O convidado conta que seu pensamento foi influenciado pelo conceito de Zona Autônoma Temporária (TAZ) e pelo ativismo de mídia tática, apostando na possibilidade de criar espaços de liberdade que surjam e desapareçam o tempo todo, seja no campo presencial ou virtual. Além disso, a ideia de utilizar a internet para quebrar a hegemonia de determinadas mídias sobre os discursos sociais é apontada como um terreno fértil de exploração e criação de espaços que se tornem zonas autônomas.

Teatro analógico, lo-fi e online

Há quase duas décadas, a exploração da rede tornou-se, para o artista, uma pesquisa de plataforma que tem como embrião uma experiência totalmente analógica e multimídia. Dentre os muitos trabalhos realizados desde então, o “Drink com as Estrelas” é uma criação da Companhia Aberta de Teatro, coletivo dedicado à criação colaborativa, ao humor e à interdisciplinaridade, do qual Cacá Toledo é fundador e diretor.

A estreia dessa paródia aos programas televisivos de auditório aconteceu em 2003, em Campinas, trazendo muito humor, brindes distribuídos aos convidados, placas incentivando o público a vaiar ou aplaudir. Inicialmente, a produção contava com um micro system, uma TV tubular e um vídeo cassete, e os entrevistados por Odilon Alleyona (Cacá Toledo) eram os próprios atores e, posteriormente, outros convidados.

A segunda temporada do espetáculo aconteceu em 2007, ao mesmo tempo em São Paulo e em Campinas. Naquele momento, a internet já havia ganhado espaço na vida do ator, que se interessava por blogs, fotologs e Orkut. Com essa influência, o “Drink com as Estrelas” passou a ser veiculado na internet como um canal-pirata, um híbrido analógico digital.
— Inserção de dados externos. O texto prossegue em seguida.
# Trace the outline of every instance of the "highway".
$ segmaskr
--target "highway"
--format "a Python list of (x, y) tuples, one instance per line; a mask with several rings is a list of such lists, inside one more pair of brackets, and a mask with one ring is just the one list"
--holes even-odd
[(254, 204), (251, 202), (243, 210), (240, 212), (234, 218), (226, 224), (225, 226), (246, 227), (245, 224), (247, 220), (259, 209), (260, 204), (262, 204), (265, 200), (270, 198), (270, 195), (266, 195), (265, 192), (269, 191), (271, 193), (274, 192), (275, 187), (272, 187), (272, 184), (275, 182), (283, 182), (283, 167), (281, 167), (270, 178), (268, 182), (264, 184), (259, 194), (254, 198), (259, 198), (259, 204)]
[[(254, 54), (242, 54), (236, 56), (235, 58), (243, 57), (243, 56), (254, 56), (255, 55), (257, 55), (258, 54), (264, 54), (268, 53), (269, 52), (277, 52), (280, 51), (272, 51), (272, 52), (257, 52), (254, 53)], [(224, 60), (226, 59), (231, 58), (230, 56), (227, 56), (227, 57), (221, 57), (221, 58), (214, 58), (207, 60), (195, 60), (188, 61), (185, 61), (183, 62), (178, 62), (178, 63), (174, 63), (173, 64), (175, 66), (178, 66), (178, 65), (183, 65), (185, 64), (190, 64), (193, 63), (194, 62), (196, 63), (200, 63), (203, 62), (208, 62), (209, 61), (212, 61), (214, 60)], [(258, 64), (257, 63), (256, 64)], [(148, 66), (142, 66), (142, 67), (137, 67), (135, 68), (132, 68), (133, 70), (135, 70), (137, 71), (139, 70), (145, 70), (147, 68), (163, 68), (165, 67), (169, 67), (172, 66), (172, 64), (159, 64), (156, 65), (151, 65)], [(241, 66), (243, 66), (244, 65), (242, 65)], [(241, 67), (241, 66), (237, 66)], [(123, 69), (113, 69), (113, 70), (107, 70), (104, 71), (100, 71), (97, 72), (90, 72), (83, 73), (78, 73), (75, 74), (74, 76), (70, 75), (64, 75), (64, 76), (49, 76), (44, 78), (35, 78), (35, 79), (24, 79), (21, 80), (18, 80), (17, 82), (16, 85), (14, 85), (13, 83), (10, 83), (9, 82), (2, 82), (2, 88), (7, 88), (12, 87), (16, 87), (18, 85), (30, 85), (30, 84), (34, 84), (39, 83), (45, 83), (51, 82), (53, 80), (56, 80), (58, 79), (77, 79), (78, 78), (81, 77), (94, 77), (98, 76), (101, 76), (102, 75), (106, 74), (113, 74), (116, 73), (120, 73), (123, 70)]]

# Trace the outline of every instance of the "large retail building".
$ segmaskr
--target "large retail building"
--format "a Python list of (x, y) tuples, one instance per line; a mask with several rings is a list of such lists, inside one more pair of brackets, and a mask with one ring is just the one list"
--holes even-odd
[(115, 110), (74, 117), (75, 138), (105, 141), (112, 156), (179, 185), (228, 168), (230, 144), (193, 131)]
Sua terceira temporada foi ao ar em 2020, com o início do período pandêmico, a partir de táticas de sobrevivência ao isolamento social. As experiências em grupos de estudo via Zoom e a descoberta da potência dessa plataforma de videoconferência para a criação coletiva remota fizeram com que o “Drink com as Estrelas” voltasse totalmente recriado a partir dos recursos dessa plataforma online, constituindo-se como uma invasão crítica do mundo corporativo.

Nesse caminho, passaram a ser explorados recursos como a troca de fundo de tela, que permite que cada um escolha a imagem que vai compor o seu espaço na apresentação, e também a possibilidade de todos serem transportados para um mesmo lugar virtual com um fundo único, trazendo a ideia de convenção teatral, agora se manifestando além do imaginário.

O pertencimento possibilitado por esses recursos resulta na diluição da sensação de estarmos em casa separadas, por meio do transporte a um espaço virtual comum. Institui-se, desse modo, um fazer teatral remoto e ao vivo, que permite ao público falar sem mediações – em vez de somente ouvir. Ao manter a qualidade da situação ao vivo, com seus imprevistos, falhas humanas e riscos técnicos, Cacá nos traz uma reflexão sobre o que está sendo oferecido como experiência artística no ciberespaço.

O convidado compartilha experiências que perpassam, ao mesmo tempo, o fazer e o refletir, destacando a transição de um pensamento contínuo para uma forma de pensar em frames. Se o teatro é uma arte que acontece com público, atores, lugares, ideias e textos, podemos considerar o ciberespaço como um lugar de encenação? Na obra de Cacá Toledo, o teatro online surge como resultado da resistência de uma forma antiga de pertencer e provocar coletividades, constituindo-se, ao final, como uma possibilidade de re-existir.